Within a few years a major paradigm shift took place and Payne’s discovery became mainstream science – it was soon widely recognized that hydrogen is by far the commonest chemical element in stars and hence the universe.
Payne-Gaposchkin (her name after marriage) was the most eminent female astronomer of her time, the first to be appointed full professor at Harvard University, and the first to chair a department.
Beginnings
Cecilia Helena Payne was born on May 10, 1900 into an upper-class family in the market town of Wendover, England, UK.
Her father was the multi-faceted Edward John Payne – talented musician, fellow of Oxford University, author of major histories, and latterly a barrister and judge. He drowned in a canal when Cecilia was four. Before this, he gave his daughter a love of music, playing scales to her from age two so she developed perfect pitch. Cecilia remembered him filling their home with music and fun.
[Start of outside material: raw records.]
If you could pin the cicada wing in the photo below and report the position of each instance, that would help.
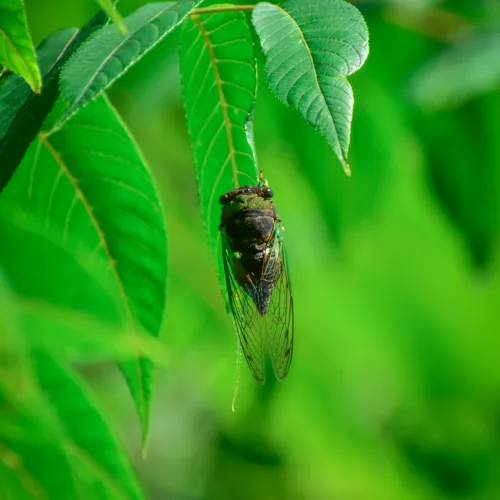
(246, 317)
(279, 319)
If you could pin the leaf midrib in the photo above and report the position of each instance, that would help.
(306, 46)
(23, 62)
(106, 60)
(222, 99)
(88, 208)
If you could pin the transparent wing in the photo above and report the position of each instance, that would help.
(279, 320)
(248, 321)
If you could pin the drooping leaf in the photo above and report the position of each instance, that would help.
(310, 49)
(109, 53)
(16, 50)
(89, 435)
(38, 268)
(460, 73)
(33, 464)
(81, 338)
(110, 9)
(89, 182)
(24, 112)
(219, 87)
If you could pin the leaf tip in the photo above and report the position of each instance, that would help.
(347, 168)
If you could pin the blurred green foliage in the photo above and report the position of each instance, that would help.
(394, 390)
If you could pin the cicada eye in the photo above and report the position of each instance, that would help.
(267, 193)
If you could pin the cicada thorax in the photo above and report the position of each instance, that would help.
(250, 222)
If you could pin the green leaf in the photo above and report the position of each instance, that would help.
(39, 268)
(108, 7)
(219, 87)
(81, 338)
(110, 53)
(33, 465)
(16, 50)
(89, 435)
(89, 182)
(24, 112)
(462, 72)
(310, 48)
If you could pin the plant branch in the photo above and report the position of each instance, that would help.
(222, 8)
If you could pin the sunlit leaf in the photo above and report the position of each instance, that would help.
(39, 268)
(89, 182)
(33, 465)
(310, 48)
(108, 7)
(110, 53)
(88, 434)
(16, 50)
(79, 337)
(219, 87)
(24, 112)
(462, 72)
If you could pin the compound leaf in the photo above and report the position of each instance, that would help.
(310, 48)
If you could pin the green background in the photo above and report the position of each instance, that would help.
(394, 390)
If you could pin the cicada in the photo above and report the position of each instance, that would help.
(257, 278)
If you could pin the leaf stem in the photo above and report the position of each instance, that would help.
(222, 8)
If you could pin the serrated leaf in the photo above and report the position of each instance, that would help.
(110, 9)
(81, 338)
(462, 72)
(310, 48)
(33, 464)
(89, 182)
(110, 53)
(39, 268)
(24, 112)
(16, 49)
(219, 86)
(88, 434)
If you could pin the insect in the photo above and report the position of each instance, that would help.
(257, 278)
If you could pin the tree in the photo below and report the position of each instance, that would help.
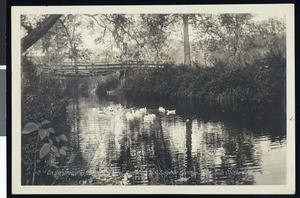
(38, 32)
(187, 53)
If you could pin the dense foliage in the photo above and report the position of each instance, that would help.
(263, 82)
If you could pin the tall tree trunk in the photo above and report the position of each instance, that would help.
(187, 53)
(38, 32)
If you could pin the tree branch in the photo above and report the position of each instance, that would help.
(38, 32)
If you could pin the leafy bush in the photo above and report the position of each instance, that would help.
(262, 82)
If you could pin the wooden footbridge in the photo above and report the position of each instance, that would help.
(94, 69)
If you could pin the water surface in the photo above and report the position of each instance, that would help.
(202, 144)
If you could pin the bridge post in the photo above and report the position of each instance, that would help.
(122, 77)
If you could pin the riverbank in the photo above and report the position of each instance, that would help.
(262, 83)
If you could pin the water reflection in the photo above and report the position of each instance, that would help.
(118, 146)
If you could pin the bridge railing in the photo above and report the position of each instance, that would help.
(94, 68)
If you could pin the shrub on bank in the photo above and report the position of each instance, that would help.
(262, 82)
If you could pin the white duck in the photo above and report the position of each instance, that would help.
(149, 118)
(161, 110)
(171, 112)
(129, 116)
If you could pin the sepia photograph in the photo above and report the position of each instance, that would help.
(163, 96)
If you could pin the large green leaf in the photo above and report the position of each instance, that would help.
(50, 130)
(54, 149)
(46, 122)
(63, 137)
(30, 127)
(42, 133)
(57, 138)
(62, 151)
(45, 150)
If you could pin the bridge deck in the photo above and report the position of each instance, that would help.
(82, 69)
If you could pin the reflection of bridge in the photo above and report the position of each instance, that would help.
(93, 69)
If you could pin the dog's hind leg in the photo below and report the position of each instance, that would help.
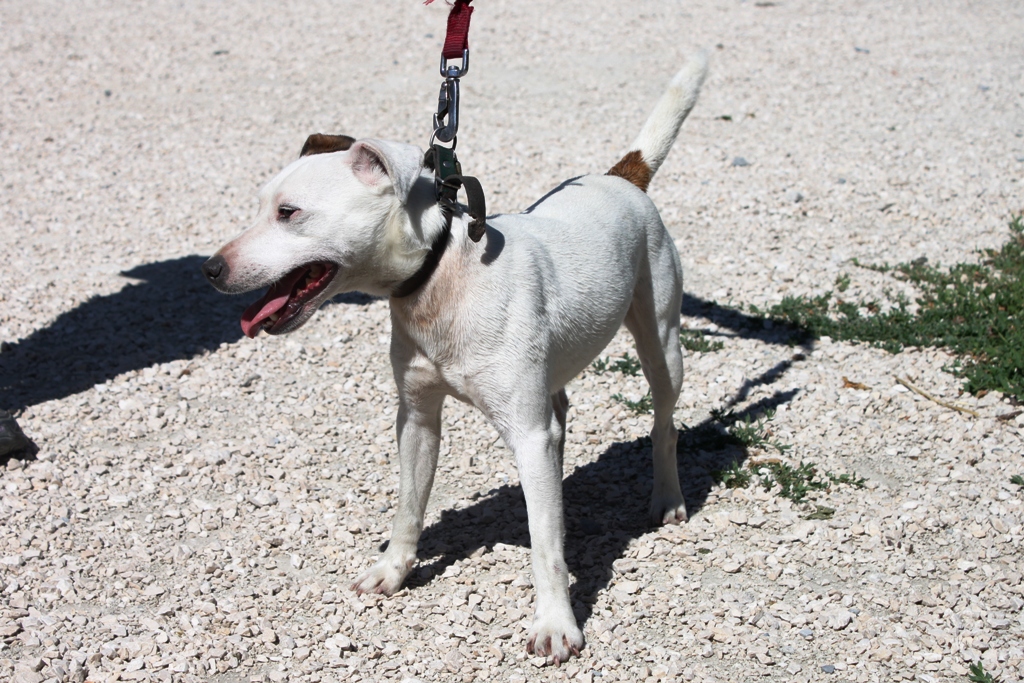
(560, 403)
(653, 322)
(531, 427)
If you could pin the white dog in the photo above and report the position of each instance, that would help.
(502, 324)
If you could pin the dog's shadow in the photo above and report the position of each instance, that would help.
(166, 311)
(605, 503)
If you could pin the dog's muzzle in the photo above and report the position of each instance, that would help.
(216, 270)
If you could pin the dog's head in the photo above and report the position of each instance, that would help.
(346, 215)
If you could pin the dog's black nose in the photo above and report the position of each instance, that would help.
(214, 268)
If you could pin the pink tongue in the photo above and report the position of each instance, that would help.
(272, 301)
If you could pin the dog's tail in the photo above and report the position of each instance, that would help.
(654, 140)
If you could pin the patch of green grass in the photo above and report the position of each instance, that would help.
(821, 512)
(849, 479)
(694, 340)
(626, 365)
(979, 675)
(797, 483)
(976, 310)
(750, 432)
(642, 407)
(885, 267)
(735, 476)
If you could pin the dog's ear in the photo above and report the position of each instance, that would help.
(378, 162)
(318, 143)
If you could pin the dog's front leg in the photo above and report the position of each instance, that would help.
(554, 633)
(419, 440)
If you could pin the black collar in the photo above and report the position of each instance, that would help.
(420, 278)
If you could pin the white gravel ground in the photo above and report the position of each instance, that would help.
(200, 502)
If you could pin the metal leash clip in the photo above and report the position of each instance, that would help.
(446, 118)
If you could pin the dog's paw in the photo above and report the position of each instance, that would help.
(664, 512)
(556, 639)
(384, 578)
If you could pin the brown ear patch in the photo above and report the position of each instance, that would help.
(633, 168)
(318, 143)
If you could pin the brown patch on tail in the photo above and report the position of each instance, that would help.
(633, 168)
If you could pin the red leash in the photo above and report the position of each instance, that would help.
(457, 40)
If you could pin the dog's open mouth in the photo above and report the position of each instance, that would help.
(287, 298)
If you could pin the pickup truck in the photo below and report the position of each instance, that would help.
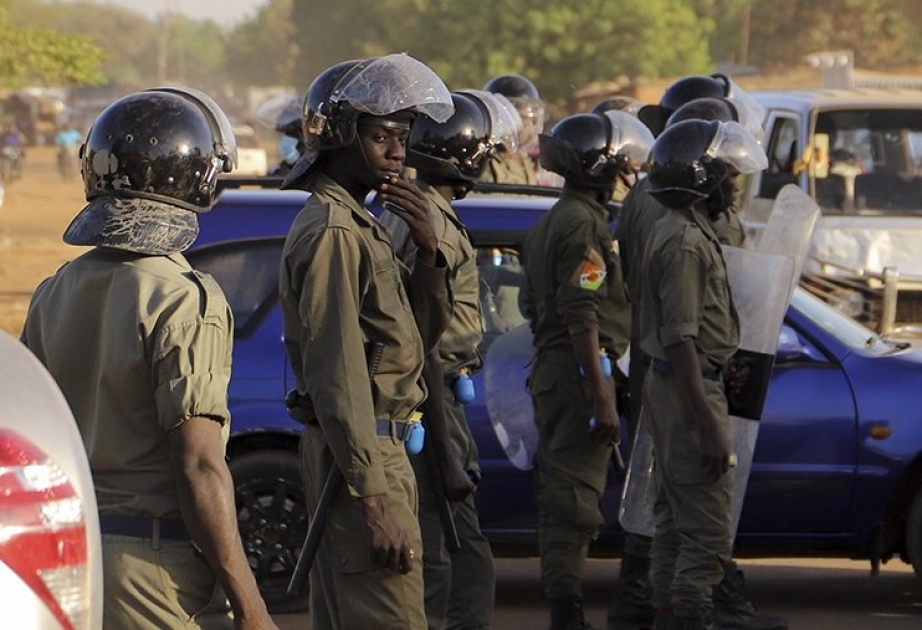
(858, 153)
Her mother was Emma Leonora Helena née Pertz, a skilled artist, who came from an academically accomplished German family. A rather stern woman, Cecilia’s mother raised her three children alone. All were very young when her husband died – Cecilia was the eldest.
Cecilia’s mother made sure her children were well-educated: her son grew up to become an archeologist and her other daughter an architect.
At age eight, Cecilia decided to become a scientist. This happened after she recognized a plant she had previously known only from her mother’s description of it – the bee orchid.
The bee orchid. Image courtesy of Bernard Dupont.
Later she recalled her excitement at finding for herself the plant that resembles a bumblebee:
“For the first time I knew the leaping of the heart, the sudden enlightenment, that were to become my passion… These moments are rare, and they come without warning, on ‘days to be marked with a white stone’.”
Fabulous First School
At age six, Cecilia began attending a small girls’ school across the street from her home in Wendover. It was run by Miss Elizabeth Edwards, who told her classes that women were the stronger sex. Miss Edwards ran the school with military-style discipline. Rather than walk anywhere, the girls marched. Every day began with a hymn or a patriotic song.
Cecilia learned to read and became an avid reader. There were frequent exercises in mental arithmetic. Miss Edwards required her girls to learn lengthy poems by heart – Cecilia said this helped her later scientific work because it developed her memory to a very high level.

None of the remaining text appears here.